Frank Dickens FRS (15 December 1899 – 15 June 1986) was a biochemist, best known for his work at the Courtauld Institute of Biochemistry with Edward Charles Dodds on the pentose phosphate pathway which generates NADPH.[1]
He was born in Northampton, England, and educated at Northampton Grammar School. He father was the owner of a leather factory in Kettering Road, Northampton, which his four brothers joined and turned into Dickens Brothers Ltd. However, Frank developed an interest in science and won a scholarship to Magdalene College, Cambridge in 1918. He did not take this up till 1919 as he enlisted in the army, becoming a second lieutenant in the Northamptonshire Regiment, although he was not in action. He graduated in 1921, with a 2nd class degree, and then attended Imperial College, London and obtained a PhD in organic chemistry.[1]
In 1923 he began research at the Middlesex Hospital in London working with Dodds on insulin to make it available for patients.

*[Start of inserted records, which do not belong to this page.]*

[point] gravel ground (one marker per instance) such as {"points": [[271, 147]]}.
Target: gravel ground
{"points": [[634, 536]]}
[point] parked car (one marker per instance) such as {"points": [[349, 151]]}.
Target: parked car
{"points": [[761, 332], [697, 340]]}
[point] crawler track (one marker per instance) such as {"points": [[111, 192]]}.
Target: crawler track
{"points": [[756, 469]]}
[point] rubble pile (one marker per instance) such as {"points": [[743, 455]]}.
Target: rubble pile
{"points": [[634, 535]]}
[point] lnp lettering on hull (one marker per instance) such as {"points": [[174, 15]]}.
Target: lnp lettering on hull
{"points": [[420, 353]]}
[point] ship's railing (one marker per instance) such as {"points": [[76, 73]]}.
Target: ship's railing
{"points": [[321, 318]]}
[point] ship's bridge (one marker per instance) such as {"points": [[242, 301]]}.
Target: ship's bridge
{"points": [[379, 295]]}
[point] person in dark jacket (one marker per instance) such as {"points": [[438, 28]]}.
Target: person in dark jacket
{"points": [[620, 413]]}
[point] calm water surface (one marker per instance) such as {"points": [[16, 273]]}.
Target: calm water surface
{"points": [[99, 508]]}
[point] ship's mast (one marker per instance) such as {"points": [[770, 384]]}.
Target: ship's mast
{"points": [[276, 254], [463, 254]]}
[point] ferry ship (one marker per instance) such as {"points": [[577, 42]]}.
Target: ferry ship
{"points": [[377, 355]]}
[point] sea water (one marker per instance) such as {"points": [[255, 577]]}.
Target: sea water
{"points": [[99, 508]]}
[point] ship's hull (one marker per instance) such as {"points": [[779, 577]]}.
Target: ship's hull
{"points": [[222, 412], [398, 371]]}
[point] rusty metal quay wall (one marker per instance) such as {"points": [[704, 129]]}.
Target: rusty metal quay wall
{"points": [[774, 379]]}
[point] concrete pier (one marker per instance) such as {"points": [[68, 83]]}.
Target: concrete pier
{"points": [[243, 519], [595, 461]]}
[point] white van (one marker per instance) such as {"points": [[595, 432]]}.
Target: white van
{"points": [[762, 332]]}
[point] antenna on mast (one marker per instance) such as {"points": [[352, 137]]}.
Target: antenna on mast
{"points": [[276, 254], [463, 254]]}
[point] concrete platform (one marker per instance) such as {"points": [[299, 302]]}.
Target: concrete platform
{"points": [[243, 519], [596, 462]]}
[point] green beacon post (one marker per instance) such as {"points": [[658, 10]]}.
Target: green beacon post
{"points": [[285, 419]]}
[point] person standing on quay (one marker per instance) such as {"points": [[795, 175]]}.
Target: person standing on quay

He then did work with Dodds on the isolation of the female sex hormone stilboestrol which led to its eventual synthesis in 1938.[2] [3]
He spent 1929 working with Otto Warburg in Berlin and later translated Warburg's book Über den Stoffwechsel der Tumoren (On the Metabolism of Tumours) into English.[1]
From 1933 to 1946 Dickens was director of the Cancer Research Laboratory at the Royal Victoria Infirmary in Newcastle upon Tyne. Dodds then invited him back to the Courtauld Institute as the Philip Hill Professor of Experimental Biochemistry[4] where he did research on the mechanism of how energy is derived by living tissues from carbohydrates, known as the "pentose phosphate pathway", and its link to the rate of tumour growth.[1]
He married Molly Jelleyman of Northampton in 1925 and they had two daughters, Jane and Diana, and eight grandchildren. He became a Fellow of the Royal Society in 1946. He died at Ferring, a small village now part of Worthing, West Sussex.[1]